McGilloway's work on parental and family mental health, including perinatal wellbeing, has been reported in national media. Her studies on wellbeing in schools have also been covered by media including the BBC and the Irish Examiner.

In 2019, she was appointed to the British Psychological Society Expert Reference Group on Children and Young People’s Mental Health, which advised the UK government on mental health in schools.

She has also contributed to European pooled analyses of parenting interventions, including a pan-European study published in The Lancet Psychiatry. She led the first national review of home visiting services for families with young children in Ireland, commissioned by the Department of Children, Disability and Equality. In 2024, she was a member of the expert group that produced Ireland’s first National Mental Health Research Strategy.

== Honours and awards ==
- Lionel Hersov Memorial Award (team), UK Association for Child and Adolescent Mental Health (2022)
- Research Ally Prize, Irish Research Council (2022)
- Maynooth University Faculty of Social Sciences Research Achievement Award (2021)
- International Award for Excellence, International Journal of Aging and Society (2013)
- International Critical Incident Stress Foundation Co-founders’ Award (team) (2011)

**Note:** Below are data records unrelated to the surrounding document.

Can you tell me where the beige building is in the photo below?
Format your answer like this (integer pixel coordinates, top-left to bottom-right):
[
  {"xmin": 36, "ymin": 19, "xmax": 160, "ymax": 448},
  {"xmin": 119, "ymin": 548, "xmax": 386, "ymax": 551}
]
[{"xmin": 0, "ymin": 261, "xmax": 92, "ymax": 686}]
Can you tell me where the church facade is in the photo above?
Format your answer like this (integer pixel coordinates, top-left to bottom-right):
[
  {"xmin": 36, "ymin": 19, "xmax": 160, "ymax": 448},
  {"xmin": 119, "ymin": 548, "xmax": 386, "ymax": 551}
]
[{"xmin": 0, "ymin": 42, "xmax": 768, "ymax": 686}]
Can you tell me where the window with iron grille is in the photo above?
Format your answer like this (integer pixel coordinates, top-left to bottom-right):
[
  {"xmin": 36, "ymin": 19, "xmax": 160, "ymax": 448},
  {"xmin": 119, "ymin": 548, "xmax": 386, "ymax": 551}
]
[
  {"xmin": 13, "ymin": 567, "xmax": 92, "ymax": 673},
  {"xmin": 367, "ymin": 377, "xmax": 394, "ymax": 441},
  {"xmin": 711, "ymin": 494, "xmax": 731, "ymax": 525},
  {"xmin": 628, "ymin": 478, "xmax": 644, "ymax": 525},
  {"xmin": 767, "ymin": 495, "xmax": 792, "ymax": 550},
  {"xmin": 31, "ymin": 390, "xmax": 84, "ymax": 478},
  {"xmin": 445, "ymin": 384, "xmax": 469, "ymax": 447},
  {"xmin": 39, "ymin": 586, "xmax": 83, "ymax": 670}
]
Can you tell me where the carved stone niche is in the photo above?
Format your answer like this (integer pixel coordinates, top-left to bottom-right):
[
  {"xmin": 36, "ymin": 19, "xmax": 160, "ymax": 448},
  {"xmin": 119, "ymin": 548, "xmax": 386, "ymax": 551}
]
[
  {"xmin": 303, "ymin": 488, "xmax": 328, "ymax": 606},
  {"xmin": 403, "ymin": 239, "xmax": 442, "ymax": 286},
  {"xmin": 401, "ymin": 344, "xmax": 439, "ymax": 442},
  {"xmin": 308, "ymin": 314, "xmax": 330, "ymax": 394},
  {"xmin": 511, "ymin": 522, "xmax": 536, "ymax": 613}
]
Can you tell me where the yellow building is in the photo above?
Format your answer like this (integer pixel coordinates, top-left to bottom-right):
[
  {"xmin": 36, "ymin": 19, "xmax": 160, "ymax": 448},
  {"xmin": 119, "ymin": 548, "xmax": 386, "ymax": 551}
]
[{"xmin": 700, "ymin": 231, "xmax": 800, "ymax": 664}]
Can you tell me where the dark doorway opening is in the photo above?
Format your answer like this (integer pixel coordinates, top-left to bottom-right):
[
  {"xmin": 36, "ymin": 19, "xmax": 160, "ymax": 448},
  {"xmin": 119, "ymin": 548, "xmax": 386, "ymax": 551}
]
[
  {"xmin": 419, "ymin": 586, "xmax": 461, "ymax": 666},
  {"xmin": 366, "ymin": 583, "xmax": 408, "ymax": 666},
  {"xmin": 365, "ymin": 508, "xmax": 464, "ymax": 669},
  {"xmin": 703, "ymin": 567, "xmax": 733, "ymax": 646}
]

== Selected publications ==
- Phillips, B.; O’Toole, C.; McGilloway, S.; Phillips, S. (2025). Trauma-informed practice in Montessori classrooms: An essential guide for students and teachers. London: Routledge. ISBN 9781032571454.
- Furlong, M.; McGuinness, C.; Mulligan, C.; McGarr, S.; McGilloway, S. (2024). "Family Talk versus usual services in improving child and family psychosocial functioning in families with parental mental illness: a randomised controlled trial and cost analysis". Frontiers in Psychiatry. 15: 1287378. doi:10.3389/fpsyt.2024.1287378.
- Hickey, G.; McGilloway, S. (2023). "The implementation and effectiveness of group-based programmes for mainly vulnerable parent populations". In: Devaney, C.; Crosse, R. (eds). International Perspectives on Parenting Support and Parental Participation in Children and Family Services. London: Routledge. ISBN 9781003334248. doi:10.4324/9781003334248-12.
- Hickey, G.; McGilloway, S.; Leckey, Y.; Stokes, A.; Bywater, T.; Donnelly, M. (2020). "Putting meat on the bones: Understanding the implementation of a community-based early intervention and prevention programme". Prevention Science. 22(1): 113–129. doi:10.1007/s11121-020-01170-y.
- Leckey, Y.; Hickey, G.; Hyland, L.; Kelly, P.; Bywater, T.; Comiskey, C.; Lodge, A.; Donnelly, M.; McGilloway, S. (2016). "A mixed methods evaluation of a classroom-based teacher-training intervention". Irish Educational Studies. 35(1): 35–55. doi:10.1080/03323315.2016.1147974.
- McGilloway, S.; Ni Mhaille, G.; Bywater, T.; Leckey, Y.; Kelly, P.; Furlong, M.; Comiskey, C.; O’Neill, D.; Donnelly, M. (2014). "Reducing child conduct disordered behaviour and improving parent mental health". European Child and Adolescent Psychiatry. 23(9): 783–794. doi:10.1007/s00787-013-0499-2.
- Furlong, M.; McGilloway, S.; Bywater, T.; Hutchings, J.; Donnelly, M.; Smith, S.M. (2012). "Behavioural/cognitive-behavioural group-based parenting interventions for children age 3–12 with early onset conduct problems". Cochrane Database of Systematic Reviews. 2012(2): CD008225. doi:10.1002/14651858.CD008225.pub2.